Watsa also enumerates Mr. Chen’s achievements since he took over BlackBerry, which includes a joint venture with Foxconn to manufacture low cost phones for emerging markets, bringing back the ‘‘BB Classic’’ phone (the Q20) and saying publicly that BlackBerry would break even by the fourth quarter of fiscal 2015.

Another thing that makes Watsa optimist is that he feels the market is highly overvaluing tech companies like Twitter Inc (NYSE:TWTR), Facebook Inc (NASDAQ:FB) and others. He provided a sobering comparison between Twitter Inc (NYSE:TWTR) and BlackBerry, which demonstrated in some ways that why BlackBerry is not such a bad bet after all.

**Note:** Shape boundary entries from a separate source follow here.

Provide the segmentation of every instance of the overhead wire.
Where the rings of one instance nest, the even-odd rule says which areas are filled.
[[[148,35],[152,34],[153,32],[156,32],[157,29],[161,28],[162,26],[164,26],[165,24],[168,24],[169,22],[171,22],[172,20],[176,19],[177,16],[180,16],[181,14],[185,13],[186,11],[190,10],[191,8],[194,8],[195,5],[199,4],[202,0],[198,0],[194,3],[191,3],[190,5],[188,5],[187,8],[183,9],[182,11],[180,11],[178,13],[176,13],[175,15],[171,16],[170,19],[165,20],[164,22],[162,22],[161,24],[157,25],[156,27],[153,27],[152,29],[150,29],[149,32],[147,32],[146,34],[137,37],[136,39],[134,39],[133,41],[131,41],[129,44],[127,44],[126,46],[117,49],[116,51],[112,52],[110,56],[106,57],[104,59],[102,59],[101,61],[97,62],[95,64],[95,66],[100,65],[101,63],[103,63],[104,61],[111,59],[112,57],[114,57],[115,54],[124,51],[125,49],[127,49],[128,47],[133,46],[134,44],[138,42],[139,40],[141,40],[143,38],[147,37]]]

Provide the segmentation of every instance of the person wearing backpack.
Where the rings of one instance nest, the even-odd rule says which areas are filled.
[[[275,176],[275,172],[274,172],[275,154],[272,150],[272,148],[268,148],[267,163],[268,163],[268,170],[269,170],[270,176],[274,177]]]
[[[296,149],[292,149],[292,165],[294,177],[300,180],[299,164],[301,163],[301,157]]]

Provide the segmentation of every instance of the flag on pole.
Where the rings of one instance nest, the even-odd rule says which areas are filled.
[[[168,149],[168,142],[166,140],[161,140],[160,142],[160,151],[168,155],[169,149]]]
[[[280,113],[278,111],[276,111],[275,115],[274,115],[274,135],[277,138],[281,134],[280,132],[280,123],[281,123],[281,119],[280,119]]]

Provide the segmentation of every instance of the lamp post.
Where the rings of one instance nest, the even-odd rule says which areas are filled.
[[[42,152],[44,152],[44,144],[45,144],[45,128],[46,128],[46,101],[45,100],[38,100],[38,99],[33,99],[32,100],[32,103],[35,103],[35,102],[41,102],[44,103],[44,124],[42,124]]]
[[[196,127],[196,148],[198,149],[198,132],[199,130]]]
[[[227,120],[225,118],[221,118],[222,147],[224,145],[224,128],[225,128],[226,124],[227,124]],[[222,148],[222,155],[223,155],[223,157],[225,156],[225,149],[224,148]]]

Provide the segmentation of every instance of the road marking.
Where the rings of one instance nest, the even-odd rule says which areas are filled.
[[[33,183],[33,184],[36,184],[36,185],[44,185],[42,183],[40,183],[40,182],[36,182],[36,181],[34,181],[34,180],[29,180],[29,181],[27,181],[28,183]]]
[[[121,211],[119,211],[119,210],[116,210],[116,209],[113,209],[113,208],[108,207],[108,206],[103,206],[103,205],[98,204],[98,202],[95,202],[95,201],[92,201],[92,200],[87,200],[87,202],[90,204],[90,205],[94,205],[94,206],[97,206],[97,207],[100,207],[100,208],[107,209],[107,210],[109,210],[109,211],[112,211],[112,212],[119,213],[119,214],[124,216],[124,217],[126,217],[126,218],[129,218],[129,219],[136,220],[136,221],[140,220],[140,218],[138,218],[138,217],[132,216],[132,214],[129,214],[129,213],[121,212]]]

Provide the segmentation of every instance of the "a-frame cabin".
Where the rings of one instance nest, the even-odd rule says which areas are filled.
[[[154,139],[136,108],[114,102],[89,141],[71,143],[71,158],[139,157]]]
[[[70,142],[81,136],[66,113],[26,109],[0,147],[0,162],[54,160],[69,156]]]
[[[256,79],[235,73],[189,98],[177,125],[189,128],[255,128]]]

“Twitter went public, just after BlackBerry, announced its convertible debt issue, at $26 per share, giving it a market value of $18 billion. It had revenues of $665 million and losses of $645 million, and most investors could not get a single share unless they were very good clients of the major houses underwriting the issue. On that day, BlackBerry traded in excess of 100 million shares at $6 per share, giving it a market value of $3 billion. BlackBerry had revenues of approximately $8 billion with cash of $2.6 billion and no debt other than the new convertible debt to be issued,” Watsa said in the letter.

Prem Watsa also tried to take BlackBerry Ltd (NASDAQ:BBRY) private last year, although his bid was rejected. He also decided to commit $1.0 billion to invest in the company. According to Fairfax’s latest 13F filing, the fund owns over 46.65 million shares of Blackberry.